April 11th, 2017
Worry & its impact on your mental health
Worrying is one of those inevitable aspects of life that we just sometimes cannot avoid. In fact, a certain amount of worrying can be helpful by acting as a catalyst for us to make a decision or take appropriate action. For example, if worrying about your college exams causes you to study and prepare more, then it has helped you to achieve your goal of passing your exams. Worrying is essentially spending time thinking about potential problems which may or may not happen in the future and is something that everybody does.
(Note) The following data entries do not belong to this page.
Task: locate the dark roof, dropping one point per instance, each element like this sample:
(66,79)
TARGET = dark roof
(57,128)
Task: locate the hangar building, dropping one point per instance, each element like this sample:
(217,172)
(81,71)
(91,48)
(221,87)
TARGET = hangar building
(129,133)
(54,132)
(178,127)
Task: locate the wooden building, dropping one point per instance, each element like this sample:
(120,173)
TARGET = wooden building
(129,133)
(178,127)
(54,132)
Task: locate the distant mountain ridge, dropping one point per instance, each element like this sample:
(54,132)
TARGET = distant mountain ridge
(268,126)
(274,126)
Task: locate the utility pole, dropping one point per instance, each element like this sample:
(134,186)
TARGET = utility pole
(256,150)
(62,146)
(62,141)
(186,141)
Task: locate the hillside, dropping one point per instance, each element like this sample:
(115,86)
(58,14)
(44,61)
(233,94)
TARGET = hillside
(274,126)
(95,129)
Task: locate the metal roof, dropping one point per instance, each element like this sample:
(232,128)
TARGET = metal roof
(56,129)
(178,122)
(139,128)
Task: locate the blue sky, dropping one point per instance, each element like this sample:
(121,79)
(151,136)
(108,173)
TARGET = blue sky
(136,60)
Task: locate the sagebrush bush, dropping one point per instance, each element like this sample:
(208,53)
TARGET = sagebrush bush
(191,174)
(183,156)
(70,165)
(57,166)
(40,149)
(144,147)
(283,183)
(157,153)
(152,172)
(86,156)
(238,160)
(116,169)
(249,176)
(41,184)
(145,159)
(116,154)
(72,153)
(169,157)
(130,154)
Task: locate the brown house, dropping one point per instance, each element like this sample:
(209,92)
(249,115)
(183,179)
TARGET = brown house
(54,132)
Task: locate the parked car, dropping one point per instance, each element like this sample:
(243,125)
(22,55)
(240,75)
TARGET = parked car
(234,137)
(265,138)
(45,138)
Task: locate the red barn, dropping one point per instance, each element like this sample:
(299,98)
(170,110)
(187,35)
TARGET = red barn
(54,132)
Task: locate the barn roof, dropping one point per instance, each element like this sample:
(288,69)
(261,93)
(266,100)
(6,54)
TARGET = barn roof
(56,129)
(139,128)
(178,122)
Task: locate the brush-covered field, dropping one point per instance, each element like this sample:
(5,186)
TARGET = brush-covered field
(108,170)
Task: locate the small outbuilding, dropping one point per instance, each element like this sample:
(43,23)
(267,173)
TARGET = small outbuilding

Worrying is typical “what if” thinking – “What if the test results come back positive” or “ What if I fail my exams” etc.
Worry can become a problem, however if you spend a significant proportion of your time worrying about things that you have no power to do anything about. This can cause you to get caught in a vicious cycle of anxiety especially when you have no control over the issue. The more you worry, the more anxious you become and the more time you spend worrying, thus the perpetual cycle begins.
Tips for managing your worries
We often spend a lot of time-fighting against our worries or telling ourselves to stop worrying. This is unhelpful and often has the opposite effect. It’s like telling yourself to not think about a white bear and you, in fact, end up thinking about nothing else but that. However, we can stop ourselves worrying excessively by learning how to manage our worries.
Worries tend to be either real or hypothetical in nature.
- Hypothetical worries tend to include “what If” questions about things which may or may not happen. You may waste time and energy trying to understand how you will manage and deal with this worry when it may never become a reality. For this reason, it is usually best to let hypothetical worries go. Mindfulness can be helpful with this.
- Real worries are usually around things which are an issue for us right now and normally we need to take action with these worries.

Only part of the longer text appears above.